The parents of a young woman who died while waiting for a heart transplant have welcomed the call from Prime Minister Gordon Brown for hospitals to be allowed to re-use the organs of dead people without explicit consent.

The parents of a young woman who died while waiting for a heart transplant have welcomed the call from Prime Minister Gordon Brown for hospitals to be allowed to re-use the organs of dead people without explicit consent.

Richard and Cathy Spurgin of Harleston lost their married daughter, Kate Trevarthen, 24, six years ago. She had suffered from cardiomyopathy.

Since then the couple have been campaigning to have the law changed so that people have to opt out of organ donation during their lifetimes. At present people have to opt in and the shortage of organs leads to hundreds of avoidable deaths each year.

Under the law, even if someone is on the NHS organ donor register, next of kin always have the final decision.

More than 8,000 people are waiting for a transplant. Last year more than 1,000 died while waiting for a donor organ.

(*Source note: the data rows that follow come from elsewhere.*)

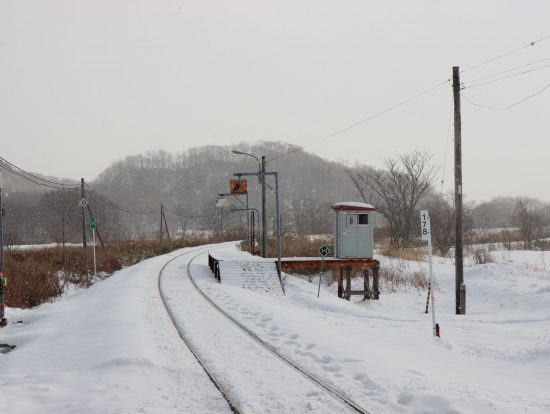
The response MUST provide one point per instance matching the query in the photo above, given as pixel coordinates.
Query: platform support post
(375, 289)
(366, 284)
(348, 282)
(340, 273)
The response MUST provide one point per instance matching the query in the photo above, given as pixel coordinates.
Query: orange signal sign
(238, 186)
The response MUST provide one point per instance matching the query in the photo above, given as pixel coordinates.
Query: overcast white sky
(84, 83)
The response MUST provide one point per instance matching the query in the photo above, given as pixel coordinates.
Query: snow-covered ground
(113, 349)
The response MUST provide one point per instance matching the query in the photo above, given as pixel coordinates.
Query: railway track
(225, 389)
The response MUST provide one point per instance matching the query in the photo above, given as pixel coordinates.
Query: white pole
(427, 236)
(95, 268)
(432, 284)
(321, 275)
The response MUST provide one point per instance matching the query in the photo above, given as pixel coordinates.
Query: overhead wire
(465, 85)
(9, 166)
(511, 52)
(509, 106)
(508, 70)
(118, 206)
(362, 121)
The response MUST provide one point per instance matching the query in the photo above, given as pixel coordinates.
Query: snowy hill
(113, 349)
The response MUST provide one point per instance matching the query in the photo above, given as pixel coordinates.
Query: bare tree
(396, 191)
(528, 217)
(442, 216)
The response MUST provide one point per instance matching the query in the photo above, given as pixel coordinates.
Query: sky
(86, 83)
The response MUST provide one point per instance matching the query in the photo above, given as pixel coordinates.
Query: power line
(508, 70)
(34, 178)
(509, 106)
(362, 121)
(505, 54)
(506, 77)
(118, 206)
(345, 129)
(446, 147)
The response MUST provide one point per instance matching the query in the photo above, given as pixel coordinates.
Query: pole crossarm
(234, 195)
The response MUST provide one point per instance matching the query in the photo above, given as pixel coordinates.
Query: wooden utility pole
(460, 288)
(166, 226)
(83, 205)
(161, 217)
(263, 246)
(3, 320)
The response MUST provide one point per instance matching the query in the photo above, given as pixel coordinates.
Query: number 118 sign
(425, 225)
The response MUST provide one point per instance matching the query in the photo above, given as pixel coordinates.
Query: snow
(353, 204)
(113, 349)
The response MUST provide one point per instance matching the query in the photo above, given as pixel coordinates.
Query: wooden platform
(344, 267)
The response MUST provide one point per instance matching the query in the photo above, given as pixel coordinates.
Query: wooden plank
(329, 263)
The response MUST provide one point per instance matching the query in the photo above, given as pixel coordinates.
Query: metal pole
(264, 218)
(84, 242)
(3, 320)
(161, 214)
(321, 275)
(459, 252)
(248, 224)
(277, 213)
(95, 266)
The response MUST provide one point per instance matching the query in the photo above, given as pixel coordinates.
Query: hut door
(352, 235)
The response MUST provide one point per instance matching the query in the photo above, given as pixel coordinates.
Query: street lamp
(261, 177)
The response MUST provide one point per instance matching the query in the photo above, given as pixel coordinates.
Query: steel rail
(338, 395)
(232, 405)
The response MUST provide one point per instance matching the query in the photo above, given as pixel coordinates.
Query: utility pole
(166, 226)
(264, 217)
(460, 288)
(3, 320)
(161, 216)
(83, 204)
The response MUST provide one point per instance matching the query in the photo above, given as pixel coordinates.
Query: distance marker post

Mr Brown , who carries a donor card, has made it clear he backs a radical revamp of the system which would lead to donation by “presumed consent” - unless a person had expressed a wish during his or her lifetime that their organs should not be used.

“A system of this kind seems to have the potential to close the aching gap between the potential benefits of transplant surgery in the UK and the limits imposed by our current system of consent,” he said.

Mrs Spurgin said she and her husband were “delighted” by the Prime Minister's remarks. “A change in the system would save so many lives,” she said.

Mr Spurgin, who last week talked to students at Wymondham College about organ donation, has been lobbying politicians for a change in the law.

He regularly speaks to schools and organisations about the issue and he and his wife have raised thousands of pounds for the Cardiomyopathy Society, to be used to help finance research into the disease.